According to Abu Bakr Al-Ansari of the Kal Ansar tribe of Timbuktu, "flogging, stoning and discretionary raids on homes and shops have become daily scenes".
"Harassment in the name of Sharia"
"The life of the population has become a dangerous nightmare due to these practices in the name of religion. These acts carried out by Ansar al-Din and other terrorist groups alien to the region are criminal in every sense of the word," he tells Magharebia.
"What is happening is harassment of people in the name of Sharia," he explains. "It's really just a settling of accounts with the inhabitants of Timbuktu and Gao, two cities that refused to submit to the control of Ansar al-Din leader Iyad Ag Ghaly, a descendant of Kidal."
"Therefore the issue of Sharia is more political than religious," Al-Ansari adds.
The people of Azawad are of the moderate Maliki school, he explained, adding that they share the "same doctrine and the same history with the people of the Sahara".
As a result, he said, "we cannot refuse the application of Islamic law, provided that it is applied with justice and moderation, as was the case throughout the history of the region for centuries".
That is not the case now, however, which "is why most reputable scholars reject these practices".

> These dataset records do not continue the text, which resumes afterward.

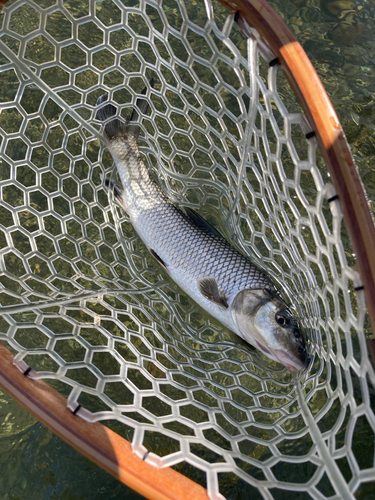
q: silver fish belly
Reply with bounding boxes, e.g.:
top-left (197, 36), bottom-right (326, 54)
top-left (96, 89), bottom-right (308, 372)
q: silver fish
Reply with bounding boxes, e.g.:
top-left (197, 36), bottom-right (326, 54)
top-left (96, 86), bottom-right (308, 372)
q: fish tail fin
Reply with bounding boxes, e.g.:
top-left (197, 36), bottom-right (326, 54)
top-left (129, 77), bottom-right (154, 124)
top-left (104, 178), bottom-right (123, 201)
top-left (96, 78), bottom-right (154, 141)
top-left (96, 94), bottom-right (126, 141)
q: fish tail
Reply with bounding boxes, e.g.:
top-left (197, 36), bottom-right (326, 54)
top-left (96, 78), bottom-right (154, 141)
top-left (129, 77), bottom-right (154, 124)
top-left (96, 94), bottom-right (125, 141)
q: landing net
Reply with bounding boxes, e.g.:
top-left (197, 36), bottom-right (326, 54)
top-left (0, 0), bottom-right (374, 498)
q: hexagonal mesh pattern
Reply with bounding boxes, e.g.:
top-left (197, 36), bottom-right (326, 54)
top-left (0, 0), bottom-right (374, 498)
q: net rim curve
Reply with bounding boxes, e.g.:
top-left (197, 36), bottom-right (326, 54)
top-left (218, 0), bottom-right (375, 339)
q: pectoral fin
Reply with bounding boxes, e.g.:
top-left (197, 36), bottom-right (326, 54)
top-left (198, 276), bottom-right (228, 309)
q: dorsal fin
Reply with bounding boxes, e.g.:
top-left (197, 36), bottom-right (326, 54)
top-left (185, 207), bottom-right (225, 239)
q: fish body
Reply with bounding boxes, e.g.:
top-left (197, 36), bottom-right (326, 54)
top-left (96, 89), bottom-right (308, 372)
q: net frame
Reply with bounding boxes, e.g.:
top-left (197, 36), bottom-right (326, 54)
top-left (228, 0), bottom-right (375, 341)
top-left (0, 0), bottom-right (374, 499)
top-left (0, 343), bottom-right (208, 500)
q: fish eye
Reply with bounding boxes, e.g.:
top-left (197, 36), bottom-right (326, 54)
top-left (275, 312), bottom-right (291, 327)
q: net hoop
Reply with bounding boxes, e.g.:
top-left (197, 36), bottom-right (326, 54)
top-left (0, 0), bottom-right (374, 499)
top-left (0, 342), bottom-right (209, 500)
top-left (220, 0), bottom-right (375, 340)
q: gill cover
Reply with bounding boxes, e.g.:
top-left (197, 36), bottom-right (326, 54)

Religious scholars from across the region, meeting last month in Mauritania, also denounced what they called the "hands that are spoiling Islam and its sacredness".
"This constitutes a risk to the entity of the Muslim Ummah in its current state," the Forum for Moderation said in its closing statement on July 19th.
"The absence of peace and stability is tearing apart the Islamic brotherhood at its core. It also threatens the historic dimension of the nation and its physical and moral sanctity," the forum said.
Haddmin Ould Salek, the imam of Abbas Mosque in Nouakchott, told Magharebia, "The practices of radical Islamist groups in northern Mali are not compatible with the true teachings of Islam and are highly provocative to the peoples of that region, where Sufi Islam was widespread for hundreds of years."
The violent approach taken in Mali also runs counter to the history of Islam, he noted. "Islam spread gradually, taking into consideration the mentality of the society, and did not begin by applying penal laws," the imam said.
"The use of violence against the population...is wrong and repulsive, and will cause counter-results, because the provocation of any religious group is contrary to the teachings of Islam," the imam said.
"It also opens the door to internal fighting that could undermine any desire for reform," he warned.